Honoring World Humanitarian Day in the Middle of the Pandemic

Zachary Brooks-Miller

For World Humanitarian Day, Team Rubicon salutes humanitarian aid workers who continue to serve as the coronavirus rages across the world.

Today, on World Humanitarian Day, Team Rubicon pays tribute to the women and men around the world who put service to the most vulnerable communities above self and who have stepped into an arena even when the odds are squarely against them. To all the humanitarian aid workers near and far we say thank you. And for those who made the ultimate sacrifice, we honor their commitment by striving to build a more equitable world.

This World Humanitarian Day we, the collective citizens of the world, find ourselves in the grip of a global pandemic. It has been 161 days since the World Health Organization declared the novel coronavirus, COVID-19, a pandemic. In that time, the world has seen more than 725,000 deaths worldwide, with more than 170,000in the United States.

From mandatory quarantines and stay-at-home orders to border closures and a virtual shut down of the global economy, the way in which we all live, and the way in which humanitarian aid has been delivered, has been dramatically altered, exacerbating existing crisis around the world.

Across the United States, COVID lay bare the divides in income inequality, food security, and access to health care. For the nearly 40% of American citizens who struggle to find $400 in an emergency, the dramatic economic shutdown, furloughs, and layoffs exacerbated an already tenuous situation.

Exercising Humanitarian Principles at Home

In response Team Rubicon, almost overnight, shifted its service delivery priorities to support the COVID response. Around the U.S., Greyshirts put down their chainsaws and shovels and picked up boxes of food and served in shelters for persons experiencing homelessness, leaning into areas that the organization traditionally left to partner organizations. Team Rubicon medical care providers, normally postured for rapid overseas deployments, found themselves serving in hospitals and COVID testing sites in their own backyard.

But we couldn’t do this alone. It takes a village.

A medical volunteer at the Navajo Nation, in Arizona.

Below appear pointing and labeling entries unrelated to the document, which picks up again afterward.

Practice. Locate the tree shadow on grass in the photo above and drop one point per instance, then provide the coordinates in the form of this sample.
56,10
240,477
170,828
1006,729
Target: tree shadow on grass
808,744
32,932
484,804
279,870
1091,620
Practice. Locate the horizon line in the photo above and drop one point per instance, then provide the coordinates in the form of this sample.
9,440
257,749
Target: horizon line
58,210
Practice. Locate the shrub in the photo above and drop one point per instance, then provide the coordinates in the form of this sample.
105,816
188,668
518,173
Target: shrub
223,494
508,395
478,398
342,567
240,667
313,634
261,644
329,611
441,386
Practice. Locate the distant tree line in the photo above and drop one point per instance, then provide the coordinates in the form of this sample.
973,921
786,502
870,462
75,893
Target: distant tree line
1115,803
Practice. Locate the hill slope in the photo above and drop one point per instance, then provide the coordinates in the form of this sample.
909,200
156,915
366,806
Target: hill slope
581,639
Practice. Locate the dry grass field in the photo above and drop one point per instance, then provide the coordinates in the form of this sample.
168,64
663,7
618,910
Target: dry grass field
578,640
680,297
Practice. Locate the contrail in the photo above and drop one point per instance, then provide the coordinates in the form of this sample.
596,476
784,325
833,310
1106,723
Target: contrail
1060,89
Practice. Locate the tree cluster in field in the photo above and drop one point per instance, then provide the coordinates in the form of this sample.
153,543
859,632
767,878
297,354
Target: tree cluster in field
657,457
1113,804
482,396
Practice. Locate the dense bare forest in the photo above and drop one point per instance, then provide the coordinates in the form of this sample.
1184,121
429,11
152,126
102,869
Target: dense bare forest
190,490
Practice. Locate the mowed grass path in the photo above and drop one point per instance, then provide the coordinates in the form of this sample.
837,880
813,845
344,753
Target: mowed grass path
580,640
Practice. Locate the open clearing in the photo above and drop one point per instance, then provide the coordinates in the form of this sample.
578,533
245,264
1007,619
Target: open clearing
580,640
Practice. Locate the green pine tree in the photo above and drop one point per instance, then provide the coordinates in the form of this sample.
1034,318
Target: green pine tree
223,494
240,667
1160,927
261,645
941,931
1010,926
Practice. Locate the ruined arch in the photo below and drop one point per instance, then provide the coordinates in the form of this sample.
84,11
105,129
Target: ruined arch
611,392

Shoulder-to-shoulder with partners like Feeding America and Meals on Wheels, Greyshirts began staffing foodbanks and directly delivering meals to at-risk individuals. In Kayenta, Arizona, at the Navajo Nation, Greyshirt medical providers worked with Indian Health Services providing lifesaving medical care to a community with the highest COVID-19 infection rates per capita in the United States.

In partnership with the Bristol Meyers Squibb Foundation and the Patient Advocacy Foundation, Team Rubicon launched the Emergency Food Assistance Program to provide direct support to immuno-compromised individuals unable to conduct daily activities such as grocery shopping due to an elevated risk of severe COVID complications.

Another Fight Ahead for Humanitarian Aid Workers

Team Rubicon Greyshirts and our partners have risen to the challenges in front of them. Unfortunately, COVID is only the beginning. The diversion of already scarce resources to support COVID outbreak responses around the world will have consequences that will be felt for decades to come.

Delivering food and water in Virginia.

The World Bank estimates that for the first time in 30 years, global poverty rates will increase and that the pandemic will thrust 40 to 60 million people into extreme poverty, or to the point where they must survive on less than $1.90 a day. The World Food Program estimates that the number of people facing acute food insecurity in low- and middle-income countries will swell to 265 million by the end of 2020. The World Health Organization and UNICEF recognize that stalled measles and diphtheria vaccination campaigns around the world will have dire consequences for millions of children.

There is no shortage of challenges ahead.

We are lucky that humanitarians continue to stand up whether in their home countries or around the world. Some have made it their life’s work to provide medical care, eradicate poverty, increase access to education, and promote civil society and good governance; others have simply found it their mission during the pandemic.

So, whether you’re adorned by a red cross, operate without borders, or wear a grey shirt, on this World Humanitarian Day we at Team Rubicon thank you for your continued dedication to causes bigger than yourself.